The four remaining trials belonging to this category, which used more relaxed criteria to identify patients with dementia, were all designed as parallel, placebo-controlled trials. The experimental treatment consisted of 120-150mg of active substance per day, for about 3 months. Weitbrecht and Jansen reported a beneficial effect of Ginkgo treatment in patients with a mild to moderate form of primary degenerative dementia according to various clinical rating scales (hetero-assessment of general health state, Crichton Geriatric Scale, SCAG) and various psychometric tests (figure-symbol test, number-repeat test, flicker fusion frequency, reaction time). Halama evaluated the efficacy of Ginkgo treatment in 50 subjects with cerebral insufficiency classified as either degenerative dementia (Alzheimer’s disease) or vascular dementia. The Ginkgo cohort showed better results for the Syndrom Kurz Test (SKT; +4.15 vs. +1.32 points), the global assessment of treatment efficacy, and the number-connection test. Significantly more Ginkgo users than placebo users improved for 7 out of 11 clinical symptoms of cerebral insufficiency. Hartmann and Frick (1991) studied the effect of Ginkgo biloba in 52 patients with vascular dementia. Only patients with at least one symptom out of four symptom categories that are typical for the so-called organic brain psycho syndrome were considered eligible for the trial. A statistically significant effect was recorded only with the Griinberg Verbal Memory test, not with the other outcome parameters (global assessment of efficacy, 12 clinical symptoms, trail making test). In a trial with 90 subjects Vesper and Hansgen (1994) reported a positive effect in favour of the Ginkgo group on a scale of subjective cerebral insufficiency troubles (Cl-scale), both during the first part and the second part of the intervention trial. The rating of changes in each of 8 mental and physical functions on a 1-7 point transition scale (4 indicating “no change”, 7 “very much improvement”) pointed also to a beneficial effect: the scores on the 8 functions varied from about 4.7 to 5.0 in the Ginkgo group and from about 3.9 to 4.2 in the placebo group. A series of computer-aided psychometric tests also suggested a positive effect of Ginkgo treatment. No difference was found for the Short Test of General Intelligence (KAI).
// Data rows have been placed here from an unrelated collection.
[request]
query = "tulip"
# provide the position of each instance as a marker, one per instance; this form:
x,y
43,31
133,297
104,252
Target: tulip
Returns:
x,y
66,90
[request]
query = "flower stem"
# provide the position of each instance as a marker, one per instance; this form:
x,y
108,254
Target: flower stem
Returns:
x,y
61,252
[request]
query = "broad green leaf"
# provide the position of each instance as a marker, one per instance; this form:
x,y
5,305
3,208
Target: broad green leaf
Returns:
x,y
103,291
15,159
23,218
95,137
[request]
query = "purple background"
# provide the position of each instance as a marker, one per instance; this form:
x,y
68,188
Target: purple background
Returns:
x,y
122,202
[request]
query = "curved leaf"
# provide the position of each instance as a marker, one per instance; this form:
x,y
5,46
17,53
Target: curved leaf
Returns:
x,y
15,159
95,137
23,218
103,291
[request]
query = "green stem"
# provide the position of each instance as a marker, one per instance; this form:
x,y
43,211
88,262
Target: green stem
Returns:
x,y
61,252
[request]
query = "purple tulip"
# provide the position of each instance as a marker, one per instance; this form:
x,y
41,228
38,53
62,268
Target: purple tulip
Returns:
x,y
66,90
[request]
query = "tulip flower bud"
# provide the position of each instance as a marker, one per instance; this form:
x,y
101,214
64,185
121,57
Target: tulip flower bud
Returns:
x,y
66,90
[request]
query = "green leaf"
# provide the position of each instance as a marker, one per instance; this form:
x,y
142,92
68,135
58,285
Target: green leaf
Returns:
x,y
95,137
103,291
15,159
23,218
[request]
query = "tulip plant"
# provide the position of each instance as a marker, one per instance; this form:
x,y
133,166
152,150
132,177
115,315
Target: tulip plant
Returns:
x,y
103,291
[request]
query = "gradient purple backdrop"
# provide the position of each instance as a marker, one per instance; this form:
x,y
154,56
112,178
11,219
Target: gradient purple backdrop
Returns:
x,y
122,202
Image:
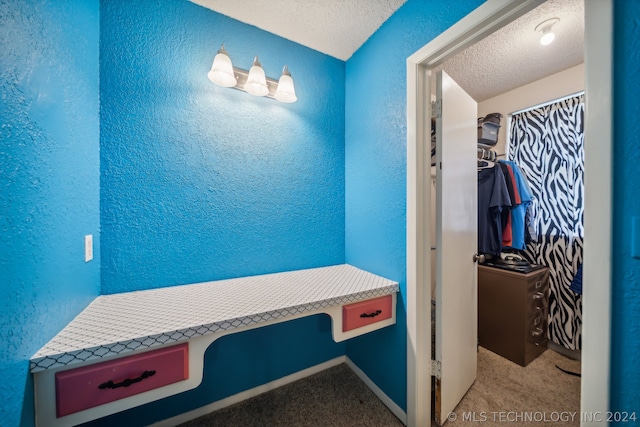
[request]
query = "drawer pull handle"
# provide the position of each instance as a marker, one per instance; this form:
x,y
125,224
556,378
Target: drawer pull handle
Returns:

As a conclusion it can be stated that the published randomized controlled trials which have been designed to prove the efficacy of Ginkgo biloba special extract in demented patients, show remarkably consistent results. All trials show positive, often statistically significant effects in patients subjected to Ginkgo treatment compared with patients under placebo treatment, for most of the outcome parameters assessed. One may argue, however, that the reported effect sizes are less impressive and convincing from a clinical point of view. How should one value, for instance, a mean gain of 1.4 points for Ginkgo over placebo on the SKT-scale of memory and attention (maximum improvement: 27 points), or on the ADAS-cog scale (maximum improvement: 70 points) in the sense of the amount of clinical benefit for the patients involved?

Cognitive impairment

The second category consists of 8 RCTs that focus on patients with cerebral insufficiency, manifested by cognitive impairment probably not being dementia. Four studies were conducted in France, two in the U.K., one in Germany, and one in Austria. Again, it should be emphasized that the reported diagnostic criteria do not always preclude the presence of dementia. Several terms and criteria have been proposed to indicate a type of cognitive decline that might be distinguishable from dementia as a separate pathological concept and entity, such as cognitive decline no dementia (CIND), age-associated cognitive decline (AACD), and especially age-associated memory impairment (AAMI). Only one trial strictly adheres to the AAMI-criteria as far as the patient recruitment is concerned.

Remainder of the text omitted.